Capture D1 cols 100-101 (school class in HS exports)#21
Conversation
…rts) In high-school Hy-Tek exports cols 100-101 hold the swimmer's school class (Fr/So/Jr/Sr, case varies by MM version); in club exports they hold other data or are blank. Surfaced under a neutral name like unparsed_d1_col_125 so the consumer interprets it. Additive: one Swimmer field + one extract() in d1_parser. Tests: d1_parser unit test for the captured token (test_d_swimmer_parsers), an integration assertion on a real HS fixture (TestMM5RelayAlternates), the blank-case assertion, and the new slot initialized in the schema test helper.
93ad064 to
d905e51
Compare
|
Just caught this missing field after analyzing some high school meets ingested that were classified incorrectly. This field + some logic in the consumer helps to correlate it to a high school meet. |
egelja
left a comment
There was a problem hiding this comment.
Nice work! Just one small comment.
Also, I stumbled upon this, might make it easier to troubleshoot bugs in future:
| swimmer.unparsed_d1_col_125 = extract(line, 125, 1) or None | ||
| # unparsed_d1_col_100: cols 100-101 (2 chars). "Fr"/"So"/"Jr"/"Sr" school | ||
| # class in HS-meet exports; other data / blank in club exports. | ||
| swimmer.unparsed_d1_col_100 = extract(line, 100, 2) or None |
There was a problem hiding this comment.
I just verified. This field is called "Class Year" in the Meet Manager GUI.
| swimmer.unparsed_d1_col_100 = extract(line, 100, 2) or None | |
| swimmer.class_year = extract(line, 100, 2) or None |
There was a problem hiding this comment.
Yes I thought in naming it that, but it is not a 100% class_year, for non HS meets it shows other data. We can keep it class_year if you prefer.
There was a problem hiding this comment.
Here's the breakdown — D1 cols 100–101 across my hy3 files (~9.5M records):
| Bucket | Count | What it is |
|---|---|---|
| (blank) | 8,951,793 | The vast majority — club/age-group meets don't populate it |
class Fr/So/Jr/Sr |
321,769 | The HS school class (what we capture) |
numeric 9–12 |
144,954 | Ambiguous — grade in numeric-HS meets, but mostly 9–12-year-old ages in age-group meets |
| numeric other | 63,636 | Swimmer age — 5,6,7,8, teens 13–18, etc. |
numeric 20–30 |
13,685 | Graduation year (26, 25, 21 = class-of-YYYY) |
| other alpha/mixed | 28,165 | misc codes (MS, WC, Mi, F2, bare A/B) |
| @@ -29,6 +29,9 @@ def d1_parser( | |||
| # unparsed_d1_col_125: col 125 (1 char). Observed: 'N' or blank; semantics unverified. | |||
| swimmer.citizenship = extract(line, 113, 3) or None | |||
| swimmer.unparsed_d1_col_125 = extract(line, 125, 1) or None | |||
There was a problem hiding this comment.
I did some digging on this, every file I have has it set to N.

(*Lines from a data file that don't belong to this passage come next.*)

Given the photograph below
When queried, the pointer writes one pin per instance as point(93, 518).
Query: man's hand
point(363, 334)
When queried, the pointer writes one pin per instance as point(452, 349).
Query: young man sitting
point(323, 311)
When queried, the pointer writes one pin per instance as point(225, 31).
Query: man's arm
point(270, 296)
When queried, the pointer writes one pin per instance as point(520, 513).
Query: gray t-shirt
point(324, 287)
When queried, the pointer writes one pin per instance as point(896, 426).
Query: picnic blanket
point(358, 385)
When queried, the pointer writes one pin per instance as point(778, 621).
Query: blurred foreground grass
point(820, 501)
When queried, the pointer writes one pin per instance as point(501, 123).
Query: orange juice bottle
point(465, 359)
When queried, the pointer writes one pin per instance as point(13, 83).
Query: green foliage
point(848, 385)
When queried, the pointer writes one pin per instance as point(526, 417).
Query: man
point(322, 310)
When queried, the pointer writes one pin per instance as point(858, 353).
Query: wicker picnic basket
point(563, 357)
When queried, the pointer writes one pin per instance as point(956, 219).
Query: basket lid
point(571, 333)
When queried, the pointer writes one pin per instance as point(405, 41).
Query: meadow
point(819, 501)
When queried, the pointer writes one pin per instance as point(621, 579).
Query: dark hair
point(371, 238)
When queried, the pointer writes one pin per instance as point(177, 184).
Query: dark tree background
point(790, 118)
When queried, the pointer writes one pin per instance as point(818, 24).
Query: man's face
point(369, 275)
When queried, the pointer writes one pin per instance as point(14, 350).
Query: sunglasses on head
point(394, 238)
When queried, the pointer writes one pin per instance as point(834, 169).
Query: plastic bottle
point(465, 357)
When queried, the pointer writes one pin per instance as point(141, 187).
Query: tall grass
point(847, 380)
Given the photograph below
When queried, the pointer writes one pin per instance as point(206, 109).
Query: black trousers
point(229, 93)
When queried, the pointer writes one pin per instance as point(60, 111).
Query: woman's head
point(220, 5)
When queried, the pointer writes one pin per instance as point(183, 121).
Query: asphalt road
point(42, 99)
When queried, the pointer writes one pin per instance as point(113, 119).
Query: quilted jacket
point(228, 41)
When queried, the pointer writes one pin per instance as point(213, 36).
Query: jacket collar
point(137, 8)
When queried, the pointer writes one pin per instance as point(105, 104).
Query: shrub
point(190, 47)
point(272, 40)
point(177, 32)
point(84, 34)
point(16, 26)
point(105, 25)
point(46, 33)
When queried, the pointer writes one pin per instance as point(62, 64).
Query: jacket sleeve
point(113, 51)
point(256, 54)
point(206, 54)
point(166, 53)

There was a problem hiding this comment.
Yes, I couldn't find figure out what is the N in some meets.
Capture D1 columns 100–101 (
unparsed_d1_col_100)Adds capture of the 2-character field at D1 columns 100–101, currently dropped by
d1_parser.In high-school Hy-Tek meet exports this field holds the swimmer's school class —
Fr/So/Jr/Sr(case varies across Hy-Tek versions). In club/age-group exports the same columns hold other data or are blank, so — likeunparsed_d1_col_125— it's surfaced under a deliberately neutral name and left for the consumer to interpret rather than asserting a fixed meaning.This mirrors the existing
citizenship/unparsed_d1_col_125additions: one field on theSwimmerschema plus oneextract(line, 100, 2) or Noneline ind1_parser. Verified against real high-school result files (the tokens land exactly at cols 100–101 across MM2–MM5 exports).No behavior change for existing fields; purely additive.